Description

A newly discovered phishing-as-a-service (PhaaS) tool called "Rockstar 2FA" is facilitating large-scale adversary-in-the-middle (AiTM) attacks aimed at stealing Microsoft 365 login credentials. This tool enables attackers to circumvent multifactor authentication (MFA) by intercepting valid session cookies. The attack begins when victims are tricked into visiting a fake Microsoft 365 login page, where they unknowingly enter their credentials. The AiTM server then transmits these details to Microsoft's legitimate site to complete the login process. Once the session cookie is generated and sent back to the victim’s browser, the attacker captures it. This allows them to access the victim’s account directly, bypassing MFA without needing the original login information. Rockstar 2FA is an advanced version of the DadSec and Phoenix phishing kits that gained traction in 2023. It has become increasingly popular since August 2024, with a price of $200 for two weeks or $180 for API renewal. Promoted on Telegram, the service supports platforms such as Microsoft 365, Hotmail, GoDaddy, and single sign-on (SSO) services. It also features obfuscated code to avoid detection, Cloudflare Turnstile Captcha for bot filtering, automated FUD (fully undetectable) attachments, a user-friendly dashboard, real-time logging, and options for custom branding.
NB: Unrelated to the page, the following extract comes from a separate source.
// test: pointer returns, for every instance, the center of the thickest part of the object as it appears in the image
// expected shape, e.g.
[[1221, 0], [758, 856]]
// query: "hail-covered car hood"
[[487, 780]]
Since May 2024, more than 5,000 phishing domains have been created using this tool. Attackers often rely on compromised email accounts or legitimate marketing platforms to distribute phishing emails. Common lures include document-sharing notifications, IT alerts, and password reset requests. Techniques to evade detection, such as QR codes, URL shorteners, and malicious PDF attachments, are frequently employed. The rise of Rockstar 2FA underscores the ongoing threat of phishing campaigns, with its affordability making it accessible to a wide range of cybercriminals, despite recent law enforcement crackdowns on similar services.